October 13, 2018, began like any other day. I was having lunch with my mother, sister and son when, without warning, suddenly I felt a hot, tight pressure in my chest. I excused myself to the restroom to try to catch my breath. When I returned to the table, my mom said I looked pale and insisted we call 911. That decision saved my life.
My blood sugar levels were over 300 when I arrived at the hospital. I had three blocked arteries, one at 100% and two at 95%, and surgery was scheduled for October 22. However, the next day, when the blood thinners cleared my system, I experienced another heart attack. Thankfully my sister was visiting and able to call the hospital staff. I underwent a nine hour quintuple bypass open heart surgery and woke up to the anesthesiologist talking to me. I have no doubt my strong will and the constant support of my family made me a survivor.
One small step at a time
Throughout my recovery, my cardiologist encouraged me to take small steps to change my lifestyle and better my heart health, so I began walking and eventually took part in 5Ks with my friends and family. My sister was one of my workout partners, but the pandemic means I don’t see her as often. So, we’ve found ways to use technology to stay in touch and still get in some activity. I now also walk approximately two miles a day, usually with my mom. Through all of this, I am most thankful for my family. They support me and help me sustain healthy habits as much as possible.

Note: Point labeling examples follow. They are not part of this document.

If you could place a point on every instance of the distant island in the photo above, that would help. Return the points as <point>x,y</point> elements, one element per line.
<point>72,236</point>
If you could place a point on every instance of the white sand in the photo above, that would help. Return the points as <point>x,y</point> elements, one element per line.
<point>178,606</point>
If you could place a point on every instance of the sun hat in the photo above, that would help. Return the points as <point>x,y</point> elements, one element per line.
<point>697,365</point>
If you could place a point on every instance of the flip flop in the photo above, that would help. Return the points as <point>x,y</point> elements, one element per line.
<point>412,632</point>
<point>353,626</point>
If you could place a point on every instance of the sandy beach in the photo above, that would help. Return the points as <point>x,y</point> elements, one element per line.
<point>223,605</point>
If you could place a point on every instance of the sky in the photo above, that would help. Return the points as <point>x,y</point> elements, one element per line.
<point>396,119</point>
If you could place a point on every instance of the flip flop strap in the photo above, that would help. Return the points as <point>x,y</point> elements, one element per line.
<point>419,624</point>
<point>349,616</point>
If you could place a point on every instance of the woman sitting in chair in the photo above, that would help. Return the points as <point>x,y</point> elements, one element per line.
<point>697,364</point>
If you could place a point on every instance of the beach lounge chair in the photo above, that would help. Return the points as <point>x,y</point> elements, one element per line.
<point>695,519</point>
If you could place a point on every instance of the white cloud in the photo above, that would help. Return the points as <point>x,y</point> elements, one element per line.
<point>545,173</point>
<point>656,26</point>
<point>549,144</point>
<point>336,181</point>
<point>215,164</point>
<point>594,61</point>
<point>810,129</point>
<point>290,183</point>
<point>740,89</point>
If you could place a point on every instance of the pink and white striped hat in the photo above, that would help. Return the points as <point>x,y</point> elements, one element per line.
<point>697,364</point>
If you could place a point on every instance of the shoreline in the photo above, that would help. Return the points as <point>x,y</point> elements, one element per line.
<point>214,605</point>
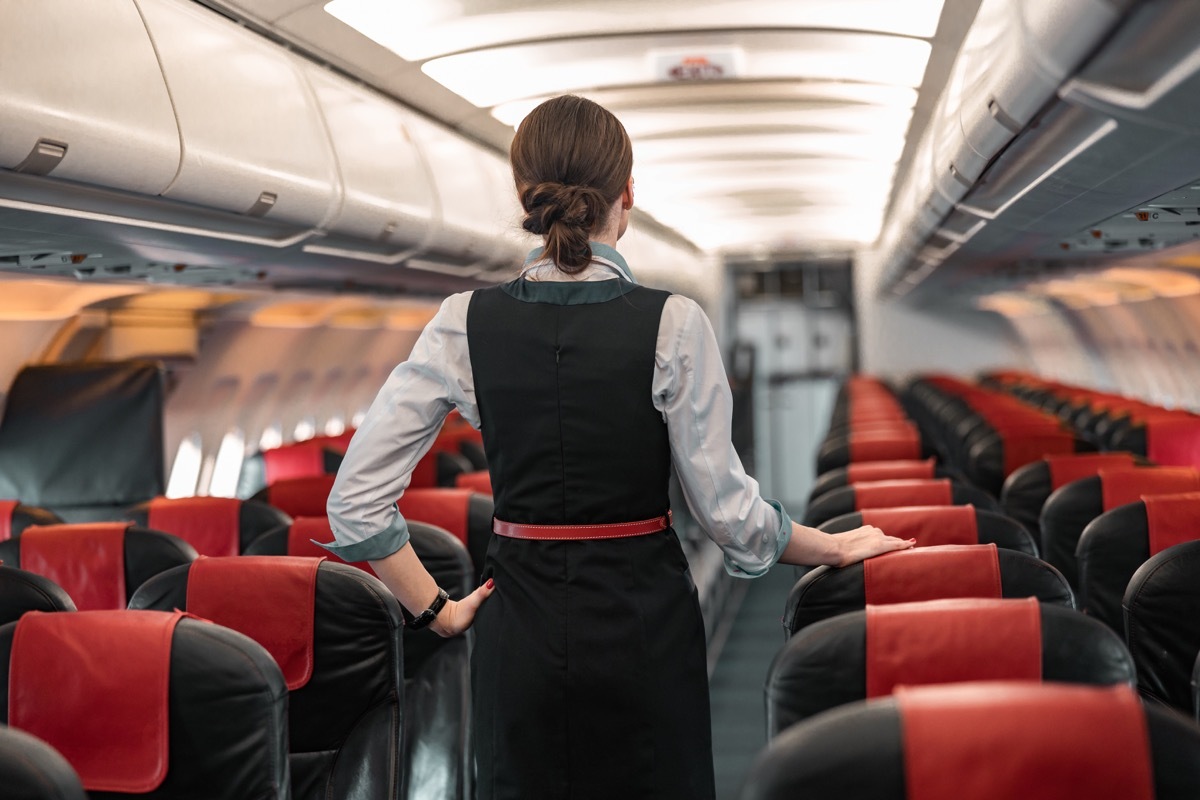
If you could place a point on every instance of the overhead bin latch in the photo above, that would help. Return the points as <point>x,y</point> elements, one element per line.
<point>264,204</point>
<point>46,155</point>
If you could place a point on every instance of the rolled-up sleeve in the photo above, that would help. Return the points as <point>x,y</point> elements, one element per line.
<point>693,392</point>
<point>396,432</point>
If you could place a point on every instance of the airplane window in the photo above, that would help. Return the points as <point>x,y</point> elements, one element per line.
<point>228,464</point>
<point>186,470</point>
<point>273,437</point>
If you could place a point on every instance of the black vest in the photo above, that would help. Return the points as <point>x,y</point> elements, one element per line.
<point>563,374</point>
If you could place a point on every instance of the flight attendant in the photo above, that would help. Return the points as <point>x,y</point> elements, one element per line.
<point>588,675</point>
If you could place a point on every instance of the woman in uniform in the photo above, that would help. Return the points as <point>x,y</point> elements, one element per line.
<point>588,674</point>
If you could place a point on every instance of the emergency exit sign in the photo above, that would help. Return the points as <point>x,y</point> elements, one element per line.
<point>707,65</point>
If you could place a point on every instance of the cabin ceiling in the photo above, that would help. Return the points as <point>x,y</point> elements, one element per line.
<point>774,125</point>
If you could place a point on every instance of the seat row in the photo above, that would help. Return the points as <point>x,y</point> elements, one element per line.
<point>952,611</point>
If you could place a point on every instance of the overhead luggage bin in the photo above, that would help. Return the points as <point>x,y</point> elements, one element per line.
<point>471,211</point>
<point>83,95</point>
<point>387,190</point>
<point>252,137</point>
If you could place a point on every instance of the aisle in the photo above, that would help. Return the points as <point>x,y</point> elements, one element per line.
<point>736,686</point>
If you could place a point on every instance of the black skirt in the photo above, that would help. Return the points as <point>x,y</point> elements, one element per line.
<point>589,675</point>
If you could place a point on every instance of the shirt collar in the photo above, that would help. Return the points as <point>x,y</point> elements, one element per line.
<point>601,254</point>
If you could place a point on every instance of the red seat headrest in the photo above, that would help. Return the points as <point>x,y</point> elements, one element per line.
<point>952,641</point>
<point>209,524</point>
<point>95,686</point>
<point>933,573</point>
<point>268,597</point>
<point>87,559</point>
<point>1035,741</point>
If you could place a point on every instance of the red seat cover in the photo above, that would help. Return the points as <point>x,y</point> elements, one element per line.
<point>1066,469</point>
<point>268,597</point>
<point>1123,486</point>
<point>301,497</point>
<point>478,481</point>
<point>933,573</point>
<point>1174,440</point>
<point>952,641</point>
<point>889,470</point>
<point>306,531</point>
<point>95,686</point>
<point>6,510</point>
<point>88,560</point>
<point>930,525</point>
<point>447,509</point>
<point>1033,741</point>
<point>209,524</point>
<point>891,494</point>
<point>883,446</point>
<point>299,459</point>
<point>1171,519</point>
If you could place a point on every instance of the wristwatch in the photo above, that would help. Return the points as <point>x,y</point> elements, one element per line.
<point>431,613</point>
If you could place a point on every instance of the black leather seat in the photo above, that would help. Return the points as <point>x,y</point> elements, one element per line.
<point>346,717</point>
<point>439,762</point>
<point>940,525</point>
<point>1026,489</point>
<point>928,573</point>
<point>33,770</point>
<point>108,681</point>
<point>1117,542</point>
<point>984,741</point>
<point>119,558</point>
<point>889,494</point>
<point>16,517</point>
<point>1162,617</point>
<point>1069,509</point>
<point>27,591</point>
<point>213,525</point>
<point>863,654</point>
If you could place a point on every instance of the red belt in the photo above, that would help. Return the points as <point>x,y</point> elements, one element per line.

I use a continuous glucose monitor (CMG) to help manage my diabetes. In addition, I try to eat well, keep up with my doctor’s appointments, get my eyes checked and see my endocrinologist regularly. My goal is to one day be able to switch from insulin to oral medication.
Through everything, I have learned that heart health is important and small steps can make a large difference. Diabetes is considered high-risk to lead to heart disease, so for American Heart Month, TeamHealth encourages everyone to know their numbers and lead a heart healthy lifestyle.